For a moment one of the hands on the desk flicked out of Routh’s field of vision. Then it was back again, immobile as before. But now between the two hands there lay what looked like a single folded sheet of quarto paper. The effect of this appearance was startling. Squire’s shoulder disappeared. Squire’s voice rose in something like a surprised and horrified yelp. The owner of the hands answered this with a low laugh. ‘Yes,’ he said. ‘Here it is.’

‘But you’ve no business to have it out like that. It’s outrageous! If the Director…’

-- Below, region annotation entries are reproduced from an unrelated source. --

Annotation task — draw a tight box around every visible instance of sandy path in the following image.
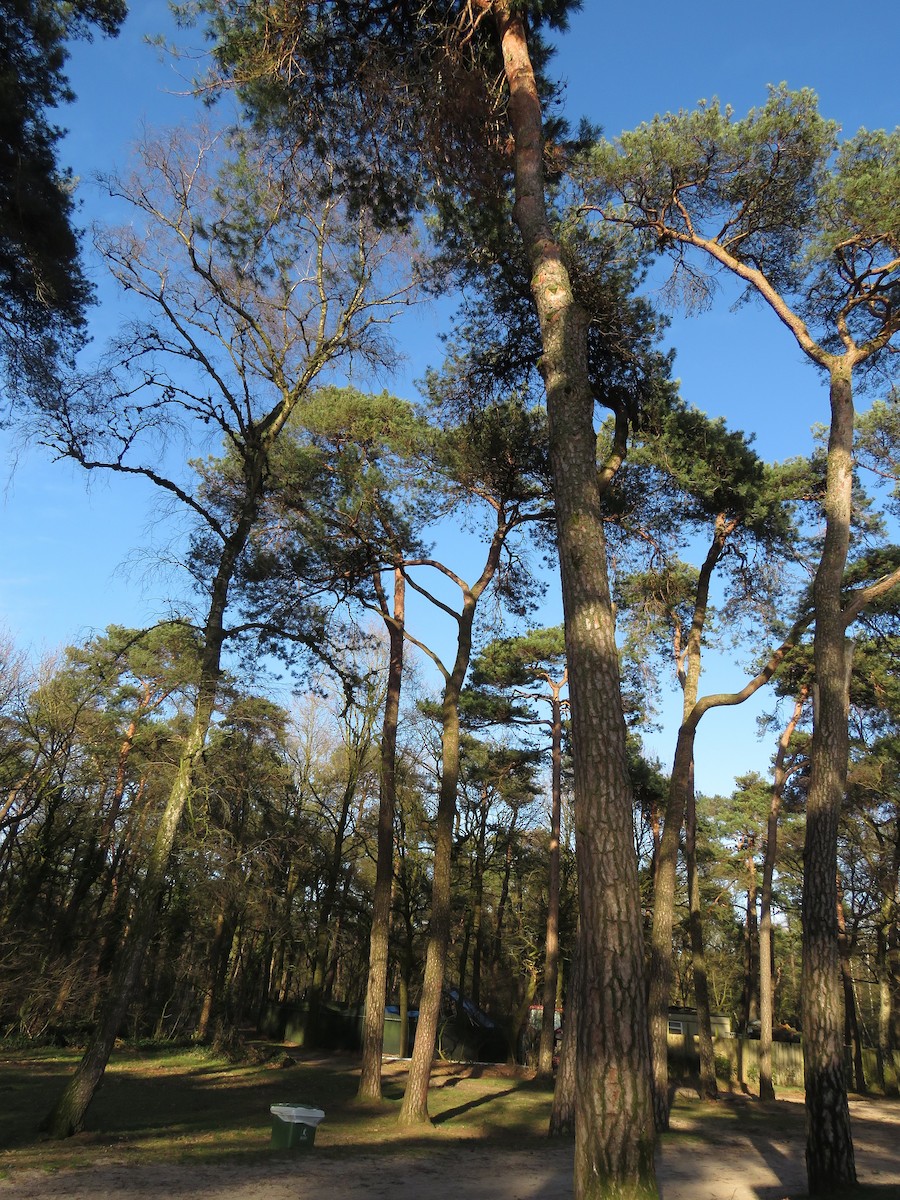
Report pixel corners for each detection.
[0,1100,900,1200]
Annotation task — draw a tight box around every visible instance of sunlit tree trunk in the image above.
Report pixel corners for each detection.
[538,688,563,1076]
[494,9,658,1200]
[684,780,719,1100]
[358,570,404,1100]
[44,460,263,1138]
[760,688,808,1100]
[800,364,856,1195]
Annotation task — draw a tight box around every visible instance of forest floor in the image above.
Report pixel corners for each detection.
[0,1049,900,1200]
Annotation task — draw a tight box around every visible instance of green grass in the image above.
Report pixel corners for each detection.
[0,1044,900,1200]
[0,1049,551,1174]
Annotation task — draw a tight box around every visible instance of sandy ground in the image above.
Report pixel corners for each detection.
[0,1099,900,1200]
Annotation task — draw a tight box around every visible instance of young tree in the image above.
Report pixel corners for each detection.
[583,86,900,1194]
[472,626,568,1076]
[613,406,794,1130]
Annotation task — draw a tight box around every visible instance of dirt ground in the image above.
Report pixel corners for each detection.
[0,1099,900,1200]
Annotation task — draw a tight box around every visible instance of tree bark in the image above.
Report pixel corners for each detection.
[760,688,808,1100]
[538,686,563,1078]
[494,11,659,1200]
[358,570,406,1100]
[649,523,734,1133]
[550,936,581,1138]
[684,779,719,1100]
[802,362,856,1195]
[400,523,510,1126]
[43,455,263,1138]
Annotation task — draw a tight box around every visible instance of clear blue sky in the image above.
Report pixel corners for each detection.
[0,0,900,791]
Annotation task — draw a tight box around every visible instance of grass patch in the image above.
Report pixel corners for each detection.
[0,1048,552,1175]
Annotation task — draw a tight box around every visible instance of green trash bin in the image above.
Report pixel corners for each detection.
[269,1104,325,1150]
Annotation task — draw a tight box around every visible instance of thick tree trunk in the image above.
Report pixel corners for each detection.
[649,525,734,1133]
[802,364,856,1195]
[358,570,404,1100]
[494,14,658,1200]
[550,937,581,1138]
[400,520,510,1126]
[400,686,460,1126]
[538,689,563,1076]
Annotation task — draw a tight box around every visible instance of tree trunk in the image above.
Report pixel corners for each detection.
[760,688,808,1100]
[538,688,563,1078]
[802,364,856,1195]
[743,836,760,1031]
[400,681,460,1126]
[649,722,696,1133]
[684,779,719,1100]
[649,523,734,1133]
[838,884,866,1096]
[550,936,581,1138]
[494,11,659,1200]
[43,457,263,1138]
[358,570,404,1100]
[42,704,217,1138]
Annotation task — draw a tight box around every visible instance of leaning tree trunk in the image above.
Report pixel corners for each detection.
[358,570,404,1100]
[760,686,808,1100]
[493,11,658,1200]
[649,525,734,1133]
[43,472,263,1138]
[802,364,856,1195]
[400,525,510,1126]
[400,659,460,1126]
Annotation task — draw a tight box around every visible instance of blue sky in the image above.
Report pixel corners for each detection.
[0,0,900,791]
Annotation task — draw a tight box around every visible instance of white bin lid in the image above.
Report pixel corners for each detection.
[269,1104,325,1126]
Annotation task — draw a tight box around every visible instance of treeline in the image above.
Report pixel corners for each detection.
[0,609,900,1091]
[0,0,900,1200]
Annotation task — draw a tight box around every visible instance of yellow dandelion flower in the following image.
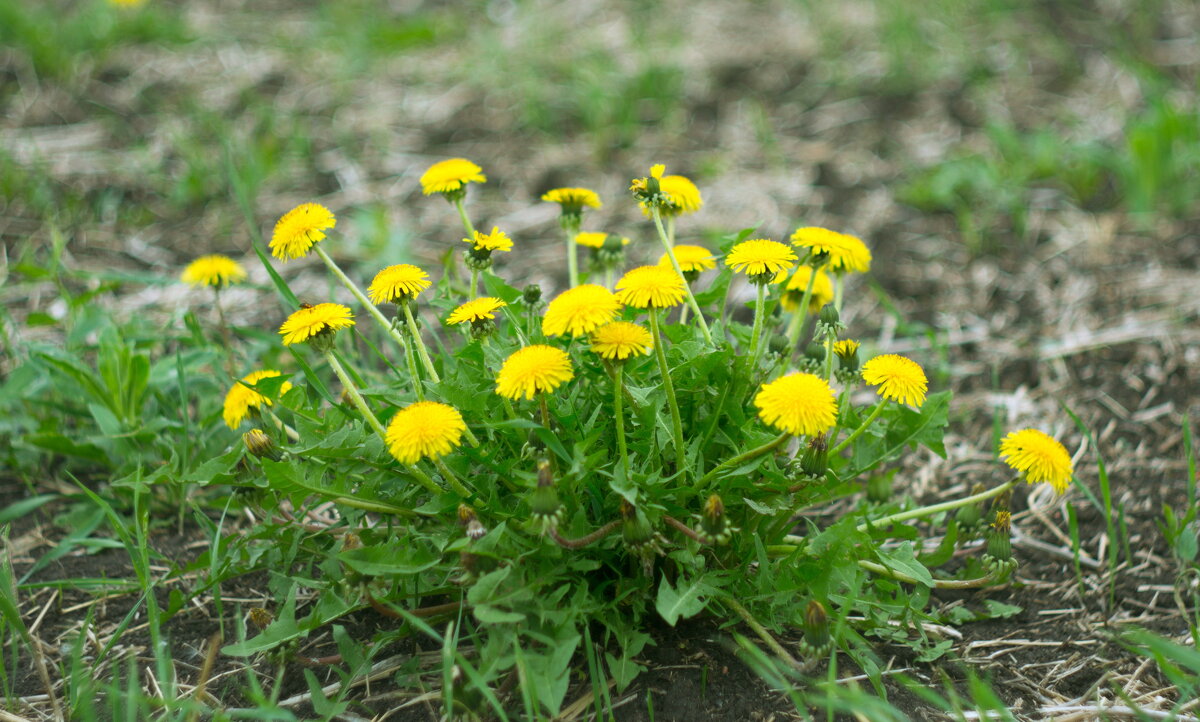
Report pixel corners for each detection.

‘The Director has some very odd ways, I admit. This, I really believe, is the only existing copy of Formula Ten. It is unique – and the basis of the whole effort. How lucky we are to have it! It was got out of Hendrik, I have been told, just before be succumbed to the persuasions that were unfortunately found necessary in his case. Am I right?’

‘I know nothing about it.’ Squire’s voice was suddenly husky.

‘Don’t you? Then how much you must regret not having been present, my dear Squire, on an occasion so much in your line. But – as I say – we were lucky to get what we did. One knows people here and there about the world who would give millions for this, does one not? Or even – come to think of it – a kingdom? No wonder the Director will have it out only under circumstances of the most portentous security. I enter into your horror and dismay, my dear chap. But when I need Formula Ten I fetch it out and mention the fact afterwards.’

‘I don’t like it.’

‘That reminds me. No more do I like your friend the tramp. I don’t like his being brought here, and I don’t know that I like his going away from here either. I think he had better be killed at once and the body incinerated. See to it, Squire, will you?’

It is difficult to hear something of this sort said about oneself and not suppose, for some moments at least, that one is simply listening to a rather tasteless joke. Had the full force of the words broken upon Routh at once he would undoubtedly have taken to his heels and run. As it was, he remained, misdoubting and stupefied, during the few seconds in which flight might have availed him. His eye was actually still at the keyhole when that orifice was obscured by what was patently the bulk of Squire advancing to open the door. And Squire, it seemed, was now to be simply his, Routh’s, executioner!

That men so wicked as these could exist was at once incredible and most horribly plausible. And Routh realized that to be found crouching here would be fatal. It was not merely that the secrets he would be presumed to have overheard must absolutely seal his fate. It was also that in such a situation a passive role is fatal; that to turn the tables upon fortune at such a juncture only action will remotely serve… Routh opened the door before him and marched into the room.